The UC Epilepsy Center has been approved to implant a device known as the RNS responsive stimulator, a programmable, battery-powered device that delivers electrical pulses to the brain via implanted leads. The device also includes EEG recording capabilities. When the device detects abnormal brain activity (an impending seizure), it responds by producing a mild stimulation that “re-sets” brain activity to its normal level, thereby stopping the seizure in its tracks. The device is manufactured by NeuroPace.

Helping patients with medication-resistant seizures is important because of a small but real risk known as SUDEP, or sudden unexpected death in epilepsy. SUDEP is the sudden death of a person known to have epilepsy when no other reason for the death exists. It is seizure-related and is likely the result of respiratory or cardiac arrest.

Studies in the medical literature indicate that SUDEP occurs in one of every thousand people with epilepsy, Dr. Ficker says. “Overall, it may not seem like a huge number. But if you look at specific populations of people with epilepsy, the rate is higher in patients who are classified as having poorly controlled seizures. We think that poorly controlled seizures is a risk factor for SUDEP.”

Historically, many physicians have avoided discussing SUDEP with their patients who have epilepsy because the risk is low and they fear of causing unnecessary anxiety. “People with epilepsy are likely to have a lower risk of SUDEP than the risk that they will suffer an injury from a seizure or seizure-related driving accident,” Dr. Ficker says.

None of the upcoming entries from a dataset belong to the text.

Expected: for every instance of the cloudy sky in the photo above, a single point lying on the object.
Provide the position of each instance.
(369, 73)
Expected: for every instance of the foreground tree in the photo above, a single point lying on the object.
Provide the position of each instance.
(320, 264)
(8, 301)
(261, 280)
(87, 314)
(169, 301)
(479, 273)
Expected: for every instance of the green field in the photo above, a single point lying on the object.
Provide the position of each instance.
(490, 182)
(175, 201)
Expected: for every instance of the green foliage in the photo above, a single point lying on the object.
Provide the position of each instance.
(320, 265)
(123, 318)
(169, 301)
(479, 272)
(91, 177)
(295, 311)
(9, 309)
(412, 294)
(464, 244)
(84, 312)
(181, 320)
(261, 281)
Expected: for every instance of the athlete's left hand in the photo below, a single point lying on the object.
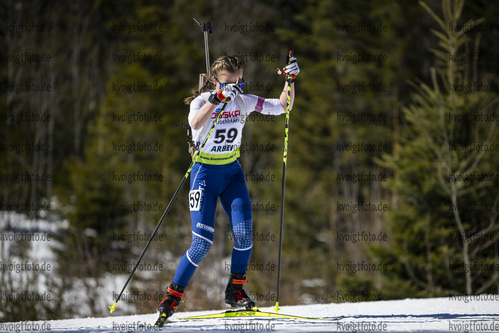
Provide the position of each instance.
(292, 69)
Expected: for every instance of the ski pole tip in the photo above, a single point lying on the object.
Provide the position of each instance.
(277, 307)
(111, 308)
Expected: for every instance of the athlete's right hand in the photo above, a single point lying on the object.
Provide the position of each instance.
(225, 94)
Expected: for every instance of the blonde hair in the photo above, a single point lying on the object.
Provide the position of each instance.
(227, 63)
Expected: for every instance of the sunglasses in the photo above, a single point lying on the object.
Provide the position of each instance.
(239, 82)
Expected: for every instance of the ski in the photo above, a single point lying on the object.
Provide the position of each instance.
(257, 313)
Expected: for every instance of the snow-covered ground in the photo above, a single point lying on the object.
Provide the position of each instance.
(450, 314)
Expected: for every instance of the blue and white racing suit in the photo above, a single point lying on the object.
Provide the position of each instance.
(218, 174)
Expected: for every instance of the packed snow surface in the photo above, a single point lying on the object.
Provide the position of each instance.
(450, 314)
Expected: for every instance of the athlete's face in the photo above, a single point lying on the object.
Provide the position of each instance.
(227, 77)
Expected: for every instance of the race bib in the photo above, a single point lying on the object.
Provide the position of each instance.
(195, 197)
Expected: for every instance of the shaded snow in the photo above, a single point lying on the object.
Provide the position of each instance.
(409, 315)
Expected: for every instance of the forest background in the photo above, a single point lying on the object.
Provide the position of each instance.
(392, 179)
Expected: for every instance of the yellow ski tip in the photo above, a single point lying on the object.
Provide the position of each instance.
(111, 308)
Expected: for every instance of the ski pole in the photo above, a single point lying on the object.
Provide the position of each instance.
(194, 158)
(284, 160)
(207, 27)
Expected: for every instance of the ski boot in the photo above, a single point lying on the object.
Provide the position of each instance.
(170, 303)
(235, 295)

But new research, published in the journal Epilepsia, suggests that although most patients and caregivers “reported feelings of fear, anxiety, and sadness after first hearing of SUDEP,” they nevertheless wanted to discuss it with their doctor. Further, while researchers reported that this worry “escalated with knowledge of SUDEP and increased epilepsy severity,” approximately one-half of patients and caregivers “believed that knowledge about SUDEP would influence their epilepsy management.”

Patients, families and caregivers who attend the Nov. 22 epilepsy symposium will learn about all currently available means of controlling seizures.